In theory, workers can adapt to these changes by seeking employment in occupations that include non-routine tasks, which cannot be computerized or robotized (at least not in the foreseeable future). These include highly paid positions like managers and technicians, as well as relatively low-paid jobs in protective and personal services, food preparation, and cleaning, but few “middle-skill” occupations.
As a result, the labor market is becoming increasingly polarized – a trend that many believe can be addressed with more and better education. But a substantial proportion of cognitively capable people do not respond well to formal education and, even for those who do, it is inadequate to provide the insider knowledge and wide-ranging experience needed to adapt, much less innovate, in a dynamic labor market. This shortcoming partly explains the prevalence of highly educated, unemployed young people worldwide.
Providing workers more options to enhance their knowledge and skills would enable them to capitalize on developing technologies, such as mobile Internet and social media, not only by filling positions at existing companies, but also by launching their own enterprises. Indeed, self-employment is an increasingly attractive option for workers seeking some semblance of job security in an unpredictable and challenging labor market.
Given entrepreneurship’s potential to drive innovation and GDP growth, supporting such efforts is in everyone’s interest. But commercial banks are reluctant to finance new ventures by unemployed workers with no collateral, making entrepreneurship a difficult path of labor-market adjustment in developed and developing countries alike.
In order to improve aspiring business owners’ prospects, some countries have begun to offer start-up subsidies to unemployed workers, sometimes in lieu of unemployment benefits.

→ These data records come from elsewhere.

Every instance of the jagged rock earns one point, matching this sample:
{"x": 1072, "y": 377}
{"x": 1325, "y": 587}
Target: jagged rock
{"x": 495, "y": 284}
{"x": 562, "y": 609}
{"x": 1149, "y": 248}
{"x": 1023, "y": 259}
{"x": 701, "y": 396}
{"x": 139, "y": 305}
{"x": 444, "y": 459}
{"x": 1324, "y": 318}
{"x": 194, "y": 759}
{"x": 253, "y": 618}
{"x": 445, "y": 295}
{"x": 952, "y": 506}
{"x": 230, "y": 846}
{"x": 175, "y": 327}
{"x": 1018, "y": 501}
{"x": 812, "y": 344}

But, while such policies help to reduce unemployment, their impact is subject to human-capital constraints, with many unemployed workers lacking the knowledge, experience, or confidence needed to launch a new venture.
Given this, start-up subsidies should be combined with subsidized entrepreneurial apprenticeships, like those that have provided training for masons, carpenters, plumbers, and electricians for decades (and, in some cases, for centuries). Such apprenticeships would help workers acquire the experience and know-how that they need to take advantage of the opportunities afforded by technological progress.
For example, specialty-shop owners often find that doing business online is far more profitable than operating a brick-and-mortar store, because online retail expands the market for the knowledge contained in the products that they sell. Similarly, the Internet is essential to the developing “sharing economy,” which includes car-sharing providers like Zipcar and I-Go, and accommodation-rental services like Airbnb and Zotel. Such sharing-oriented businesses increase the productivity of existing capital, while creating new jobs for workers.
Initially, existing firms are likely to resist such apprenticeships, because investing time and resources in temporary workers – if not potential competitors – seems to conflict with their interests. Of course, once an apprenticeship program is operational, the larger benefits implied by a more productive economy and lower unemployment will become apparent. But getting there will require some convincing.
That is where governments come in. With effective subsidy programs, governments can induce young, successful businesses that are exploiting recent developments in information technology and related fields to take on entrepreneurial apprentices. Selecting innovative new firms, rather than established companies in traditional industries, is essential, not least because these are the firms that will provide most of the future employment growth.
Furthermore, these businesses are best suited to provide the relevant knowledge and experience for a start-up. And, in the case of a family-owned business seeking a new proprietor, training an apprentice can be an effective way to pass on the relevant knowledge, as well as the firm’s assets.
Apprenticeships would facilitate the integration of younger workers into the labor force, while helping to correct skills mismatches among more experienced workers. But an apprenticeship should not be confused with an unpaid internship. Indeed, apprentices should be compensated at least at the minimum wage rate in a given occupation.
In addition to providing the funds for apprentices’ salaries, governments must monitor progress to ensure that apprentices are gaining valuable knowledge and experience. At the end of a successful apprenticeship, a start-up subsidy should be available for aspiring entrepreneurs with good ideas and proven potential as business owners.
In a dynamic and unpredictable labor market, workers must be ready for anything. Apprenticeships could not only help to boost human capital, lower unemployment, and increase labor productivity; they could also help to fuel the innovation and entrepreneurial spirit that ultimately drive economic growth and development.
Dale Mortensen, a Nobel laureate in economics, is Board of Trustees Professor of Economics at Northwestern University.